昭和17年日本軍がアチェに上陸した時は、藤原機関(F機関)と現地人
との提携で無血上陸している。戦時中アチェには近衛第二師団と海軍第
九根拠地隊が駐屯していたが、ほとんど住民との間にトラブルはなかった。
むしろ住民との関係は友好的だった。だからこそ、大災害の直後、陸海の
戦友会はいち早く義援金を募り、東京のインドネシア大使館に持参した。

残念ながらインドネシアの歴史教科書は、日本の軍政を”ファッショ”という
言葉でくくり、当時の日本軍を"野蛮””残酷”とプロトタイプで描いている。
そのために事実に反する"惨殺物語”まで横行する。上記英字紙もその影
響である。

現地からの報道では、復興事業は遅々として進んでいないそうだ。

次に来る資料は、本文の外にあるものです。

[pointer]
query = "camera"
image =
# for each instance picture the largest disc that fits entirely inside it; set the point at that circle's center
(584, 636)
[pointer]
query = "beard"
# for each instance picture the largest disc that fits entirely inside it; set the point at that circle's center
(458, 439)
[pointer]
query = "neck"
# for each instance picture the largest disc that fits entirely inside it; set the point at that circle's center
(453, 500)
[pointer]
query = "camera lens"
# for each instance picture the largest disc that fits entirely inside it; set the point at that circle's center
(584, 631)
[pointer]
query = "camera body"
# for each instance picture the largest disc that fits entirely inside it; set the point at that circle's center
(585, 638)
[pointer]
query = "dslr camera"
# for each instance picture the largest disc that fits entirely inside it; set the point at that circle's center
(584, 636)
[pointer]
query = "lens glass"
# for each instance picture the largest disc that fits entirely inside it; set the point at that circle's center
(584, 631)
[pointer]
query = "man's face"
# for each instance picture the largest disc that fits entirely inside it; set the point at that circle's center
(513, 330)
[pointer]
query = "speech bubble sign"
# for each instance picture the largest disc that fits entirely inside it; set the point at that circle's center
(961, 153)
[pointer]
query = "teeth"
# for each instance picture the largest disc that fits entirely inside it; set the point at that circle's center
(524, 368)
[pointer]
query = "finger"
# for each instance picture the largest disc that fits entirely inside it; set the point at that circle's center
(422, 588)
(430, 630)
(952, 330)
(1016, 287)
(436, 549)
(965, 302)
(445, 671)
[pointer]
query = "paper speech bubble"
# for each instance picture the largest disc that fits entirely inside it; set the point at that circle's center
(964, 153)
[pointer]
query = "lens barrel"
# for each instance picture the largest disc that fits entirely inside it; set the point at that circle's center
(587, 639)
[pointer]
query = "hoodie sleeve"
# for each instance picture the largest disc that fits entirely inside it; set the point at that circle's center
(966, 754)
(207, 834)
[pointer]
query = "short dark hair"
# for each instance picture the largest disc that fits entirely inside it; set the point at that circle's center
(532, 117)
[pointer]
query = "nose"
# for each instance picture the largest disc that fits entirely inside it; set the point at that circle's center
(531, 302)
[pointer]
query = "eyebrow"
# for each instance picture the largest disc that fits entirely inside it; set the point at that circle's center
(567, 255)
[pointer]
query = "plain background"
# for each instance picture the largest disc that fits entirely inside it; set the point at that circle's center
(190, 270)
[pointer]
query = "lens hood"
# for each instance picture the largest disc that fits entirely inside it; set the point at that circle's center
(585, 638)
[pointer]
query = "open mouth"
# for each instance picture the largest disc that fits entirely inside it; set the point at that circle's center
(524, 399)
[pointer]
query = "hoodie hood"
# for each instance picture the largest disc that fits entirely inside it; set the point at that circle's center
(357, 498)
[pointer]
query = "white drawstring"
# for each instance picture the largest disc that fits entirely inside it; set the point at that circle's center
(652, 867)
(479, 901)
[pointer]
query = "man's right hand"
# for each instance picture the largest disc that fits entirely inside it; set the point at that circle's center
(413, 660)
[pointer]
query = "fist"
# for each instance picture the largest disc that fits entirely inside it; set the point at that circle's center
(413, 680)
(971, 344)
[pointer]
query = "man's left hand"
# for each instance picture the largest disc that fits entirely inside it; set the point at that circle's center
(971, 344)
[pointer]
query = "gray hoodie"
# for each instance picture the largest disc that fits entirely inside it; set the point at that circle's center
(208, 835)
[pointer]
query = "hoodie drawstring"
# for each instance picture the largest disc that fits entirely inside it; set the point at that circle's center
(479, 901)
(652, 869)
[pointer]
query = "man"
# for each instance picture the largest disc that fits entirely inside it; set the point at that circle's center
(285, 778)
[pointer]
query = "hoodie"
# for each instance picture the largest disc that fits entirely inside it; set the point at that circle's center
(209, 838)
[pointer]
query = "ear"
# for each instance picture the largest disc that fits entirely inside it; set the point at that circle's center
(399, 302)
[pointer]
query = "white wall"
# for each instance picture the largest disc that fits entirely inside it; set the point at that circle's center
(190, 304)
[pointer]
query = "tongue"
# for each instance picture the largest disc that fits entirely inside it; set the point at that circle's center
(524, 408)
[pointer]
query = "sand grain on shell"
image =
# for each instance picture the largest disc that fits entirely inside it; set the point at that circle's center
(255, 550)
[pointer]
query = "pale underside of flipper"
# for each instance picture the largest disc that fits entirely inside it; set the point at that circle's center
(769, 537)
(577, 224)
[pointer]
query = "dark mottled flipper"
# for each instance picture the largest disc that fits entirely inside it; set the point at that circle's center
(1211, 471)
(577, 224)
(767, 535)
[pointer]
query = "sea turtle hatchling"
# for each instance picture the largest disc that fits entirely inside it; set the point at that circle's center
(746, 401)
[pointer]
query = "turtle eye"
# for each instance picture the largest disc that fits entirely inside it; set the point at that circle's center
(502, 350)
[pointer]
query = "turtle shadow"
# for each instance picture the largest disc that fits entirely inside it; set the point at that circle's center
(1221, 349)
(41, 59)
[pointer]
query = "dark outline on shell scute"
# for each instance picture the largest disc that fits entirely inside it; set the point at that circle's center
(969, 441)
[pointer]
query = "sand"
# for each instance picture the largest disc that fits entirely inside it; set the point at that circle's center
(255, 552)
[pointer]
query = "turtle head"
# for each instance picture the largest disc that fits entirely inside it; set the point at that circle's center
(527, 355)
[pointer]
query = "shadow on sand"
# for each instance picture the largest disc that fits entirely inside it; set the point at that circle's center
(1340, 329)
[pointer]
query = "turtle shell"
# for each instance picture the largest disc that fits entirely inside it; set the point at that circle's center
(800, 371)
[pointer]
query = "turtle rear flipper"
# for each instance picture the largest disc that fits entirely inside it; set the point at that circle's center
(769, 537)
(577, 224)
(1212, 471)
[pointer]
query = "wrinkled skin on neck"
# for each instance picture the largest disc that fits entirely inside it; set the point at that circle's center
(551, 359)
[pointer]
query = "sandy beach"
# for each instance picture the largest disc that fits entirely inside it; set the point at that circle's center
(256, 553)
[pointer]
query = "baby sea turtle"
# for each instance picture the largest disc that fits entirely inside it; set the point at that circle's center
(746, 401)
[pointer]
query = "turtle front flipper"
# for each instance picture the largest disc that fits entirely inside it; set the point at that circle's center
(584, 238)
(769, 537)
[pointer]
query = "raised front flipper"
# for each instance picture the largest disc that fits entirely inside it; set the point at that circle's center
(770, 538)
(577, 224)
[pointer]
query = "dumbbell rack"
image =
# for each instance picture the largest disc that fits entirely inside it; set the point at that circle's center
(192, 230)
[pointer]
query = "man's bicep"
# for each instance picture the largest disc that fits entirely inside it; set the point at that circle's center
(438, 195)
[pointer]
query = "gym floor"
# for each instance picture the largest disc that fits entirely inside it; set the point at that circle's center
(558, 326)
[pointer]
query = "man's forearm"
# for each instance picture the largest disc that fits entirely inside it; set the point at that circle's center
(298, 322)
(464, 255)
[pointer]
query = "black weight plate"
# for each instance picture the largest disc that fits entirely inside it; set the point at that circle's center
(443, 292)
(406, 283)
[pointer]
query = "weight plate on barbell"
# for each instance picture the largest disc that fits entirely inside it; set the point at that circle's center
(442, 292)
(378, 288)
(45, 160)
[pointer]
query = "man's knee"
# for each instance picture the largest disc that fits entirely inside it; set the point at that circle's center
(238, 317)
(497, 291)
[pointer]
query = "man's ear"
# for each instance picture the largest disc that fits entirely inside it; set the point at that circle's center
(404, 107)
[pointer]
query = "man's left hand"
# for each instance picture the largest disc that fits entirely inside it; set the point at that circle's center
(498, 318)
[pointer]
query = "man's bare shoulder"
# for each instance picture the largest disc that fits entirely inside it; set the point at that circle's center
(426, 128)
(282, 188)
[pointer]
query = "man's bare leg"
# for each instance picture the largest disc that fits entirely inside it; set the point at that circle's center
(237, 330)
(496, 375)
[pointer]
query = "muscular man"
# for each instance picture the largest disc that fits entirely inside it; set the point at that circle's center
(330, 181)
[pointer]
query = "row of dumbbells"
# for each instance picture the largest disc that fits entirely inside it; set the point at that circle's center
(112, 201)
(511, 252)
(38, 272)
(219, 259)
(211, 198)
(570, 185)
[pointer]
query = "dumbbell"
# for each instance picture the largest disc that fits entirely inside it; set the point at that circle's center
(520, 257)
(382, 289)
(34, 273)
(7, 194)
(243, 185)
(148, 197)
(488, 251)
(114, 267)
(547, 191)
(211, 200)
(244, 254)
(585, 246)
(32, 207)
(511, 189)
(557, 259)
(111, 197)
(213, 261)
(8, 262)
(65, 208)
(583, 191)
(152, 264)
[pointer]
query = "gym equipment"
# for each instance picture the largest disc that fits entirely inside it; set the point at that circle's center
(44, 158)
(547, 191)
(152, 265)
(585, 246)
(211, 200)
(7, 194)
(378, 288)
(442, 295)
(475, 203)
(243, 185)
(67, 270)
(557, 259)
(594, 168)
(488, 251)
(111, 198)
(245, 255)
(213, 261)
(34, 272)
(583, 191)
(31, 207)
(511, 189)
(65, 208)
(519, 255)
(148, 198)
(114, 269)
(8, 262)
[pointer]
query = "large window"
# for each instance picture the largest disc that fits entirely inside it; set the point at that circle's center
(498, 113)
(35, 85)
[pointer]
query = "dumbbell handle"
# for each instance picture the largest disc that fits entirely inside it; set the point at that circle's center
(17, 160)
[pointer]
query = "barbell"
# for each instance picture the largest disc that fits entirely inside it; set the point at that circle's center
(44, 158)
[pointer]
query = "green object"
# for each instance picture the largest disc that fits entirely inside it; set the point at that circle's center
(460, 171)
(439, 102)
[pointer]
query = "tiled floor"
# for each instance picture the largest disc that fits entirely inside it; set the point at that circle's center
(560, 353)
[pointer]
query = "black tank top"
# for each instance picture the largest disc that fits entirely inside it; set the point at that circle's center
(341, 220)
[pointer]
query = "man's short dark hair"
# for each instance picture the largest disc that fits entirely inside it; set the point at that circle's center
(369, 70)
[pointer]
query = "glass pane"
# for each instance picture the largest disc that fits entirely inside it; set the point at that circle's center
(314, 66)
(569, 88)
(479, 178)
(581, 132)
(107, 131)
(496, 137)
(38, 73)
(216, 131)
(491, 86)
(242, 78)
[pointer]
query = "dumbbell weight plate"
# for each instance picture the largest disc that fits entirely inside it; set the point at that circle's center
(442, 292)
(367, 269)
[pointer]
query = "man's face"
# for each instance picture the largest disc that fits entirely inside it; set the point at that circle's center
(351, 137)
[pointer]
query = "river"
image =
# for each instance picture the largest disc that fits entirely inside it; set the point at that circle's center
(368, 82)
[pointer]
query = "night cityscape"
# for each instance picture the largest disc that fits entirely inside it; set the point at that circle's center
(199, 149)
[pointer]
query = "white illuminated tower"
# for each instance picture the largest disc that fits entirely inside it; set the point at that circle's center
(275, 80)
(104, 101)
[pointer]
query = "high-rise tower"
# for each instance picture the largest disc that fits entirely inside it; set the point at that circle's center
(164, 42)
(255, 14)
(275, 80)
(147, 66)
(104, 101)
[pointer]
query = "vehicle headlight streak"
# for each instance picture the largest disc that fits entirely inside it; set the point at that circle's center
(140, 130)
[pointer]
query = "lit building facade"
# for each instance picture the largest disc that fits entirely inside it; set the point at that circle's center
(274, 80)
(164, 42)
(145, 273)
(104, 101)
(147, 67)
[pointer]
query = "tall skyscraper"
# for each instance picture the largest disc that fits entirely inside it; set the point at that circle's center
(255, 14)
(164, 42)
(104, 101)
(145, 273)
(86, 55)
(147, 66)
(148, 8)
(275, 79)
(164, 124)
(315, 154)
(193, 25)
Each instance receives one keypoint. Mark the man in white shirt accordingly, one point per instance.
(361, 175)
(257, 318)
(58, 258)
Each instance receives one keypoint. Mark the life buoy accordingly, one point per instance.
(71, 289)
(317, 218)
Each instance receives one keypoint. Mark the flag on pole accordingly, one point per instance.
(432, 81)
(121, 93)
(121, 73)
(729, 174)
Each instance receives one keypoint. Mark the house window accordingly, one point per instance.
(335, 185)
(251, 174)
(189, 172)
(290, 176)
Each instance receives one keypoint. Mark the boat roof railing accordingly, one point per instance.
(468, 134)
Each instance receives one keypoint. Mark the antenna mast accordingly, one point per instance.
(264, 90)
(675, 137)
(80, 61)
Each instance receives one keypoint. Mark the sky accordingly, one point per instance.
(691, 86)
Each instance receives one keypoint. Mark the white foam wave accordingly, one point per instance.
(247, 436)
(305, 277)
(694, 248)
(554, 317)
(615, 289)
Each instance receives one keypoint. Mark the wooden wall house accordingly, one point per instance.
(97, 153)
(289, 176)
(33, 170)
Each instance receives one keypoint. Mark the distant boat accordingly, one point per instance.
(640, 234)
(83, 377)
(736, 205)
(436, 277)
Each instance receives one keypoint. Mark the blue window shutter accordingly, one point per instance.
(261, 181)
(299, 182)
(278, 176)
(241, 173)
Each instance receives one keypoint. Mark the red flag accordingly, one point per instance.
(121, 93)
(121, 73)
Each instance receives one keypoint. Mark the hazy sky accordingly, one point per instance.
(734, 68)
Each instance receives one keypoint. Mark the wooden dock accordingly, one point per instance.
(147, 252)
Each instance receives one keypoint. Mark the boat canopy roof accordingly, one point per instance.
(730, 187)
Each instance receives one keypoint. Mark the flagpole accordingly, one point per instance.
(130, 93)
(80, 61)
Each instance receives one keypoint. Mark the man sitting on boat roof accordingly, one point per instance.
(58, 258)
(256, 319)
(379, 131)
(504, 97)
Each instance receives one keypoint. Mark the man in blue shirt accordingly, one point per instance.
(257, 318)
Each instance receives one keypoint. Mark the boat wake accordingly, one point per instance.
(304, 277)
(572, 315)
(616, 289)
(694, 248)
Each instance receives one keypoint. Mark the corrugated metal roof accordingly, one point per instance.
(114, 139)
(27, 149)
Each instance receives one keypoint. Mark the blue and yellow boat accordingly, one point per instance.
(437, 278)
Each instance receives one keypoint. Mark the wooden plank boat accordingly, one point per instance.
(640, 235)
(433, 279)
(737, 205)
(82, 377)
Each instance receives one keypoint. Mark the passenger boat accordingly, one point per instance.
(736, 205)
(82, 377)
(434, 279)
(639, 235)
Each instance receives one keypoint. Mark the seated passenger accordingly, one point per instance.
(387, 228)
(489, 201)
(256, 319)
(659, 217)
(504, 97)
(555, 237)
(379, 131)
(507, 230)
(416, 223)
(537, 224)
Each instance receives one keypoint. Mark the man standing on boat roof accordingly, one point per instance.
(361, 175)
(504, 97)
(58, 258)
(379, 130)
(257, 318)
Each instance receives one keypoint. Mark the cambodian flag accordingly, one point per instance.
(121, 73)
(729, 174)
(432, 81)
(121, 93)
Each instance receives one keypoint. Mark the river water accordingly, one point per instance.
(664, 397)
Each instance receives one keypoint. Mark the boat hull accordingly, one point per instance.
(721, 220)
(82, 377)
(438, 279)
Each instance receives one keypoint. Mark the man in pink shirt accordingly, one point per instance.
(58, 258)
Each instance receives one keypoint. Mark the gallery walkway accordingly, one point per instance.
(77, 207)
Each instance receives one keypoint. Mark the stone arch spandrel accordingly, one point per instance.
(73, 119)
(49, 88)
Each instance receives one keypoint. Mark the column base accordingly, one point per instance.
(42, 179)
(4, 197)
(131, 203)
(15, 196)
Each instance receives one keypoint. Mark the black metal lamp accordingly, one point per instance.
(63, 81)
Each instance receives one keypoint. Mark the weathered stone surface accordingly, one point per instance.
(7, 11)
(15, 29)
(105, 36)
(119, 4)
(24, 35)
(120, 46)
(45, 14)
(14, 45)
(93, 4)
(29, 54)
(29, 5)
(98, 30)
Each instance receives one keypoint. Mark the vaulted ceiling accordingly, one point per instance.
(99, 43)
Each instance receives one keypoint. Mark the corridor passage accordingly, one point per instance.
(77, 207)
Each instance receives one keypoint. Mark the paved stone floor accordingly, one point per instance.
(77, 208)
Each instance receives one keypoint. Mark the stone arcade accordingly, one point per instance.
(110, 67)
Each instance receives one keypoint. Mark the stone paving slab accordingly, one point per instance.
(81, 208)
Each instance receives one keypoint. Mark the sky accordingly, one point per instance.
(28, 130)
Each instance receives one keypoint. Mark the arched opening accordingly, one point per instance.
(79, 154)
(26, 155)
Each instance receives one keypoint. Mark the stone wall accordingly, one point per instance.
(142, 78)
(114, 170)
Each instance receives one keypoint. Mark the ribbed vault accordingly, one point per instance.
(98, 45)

まだ6
万人が暫定被災住宅に住んでおり、基幹道路も半分も完成していないとい
う。災害後世界から届けられた善意の救援金は、効率よく使われていない
ようだ。例によって汚職の噂もある。日本政府も援助金を渡すだけでなく現
地の間違った報道には抗議すべきである。日本的にいえば感謝の気持ちが
なければ、友情は長続きしない。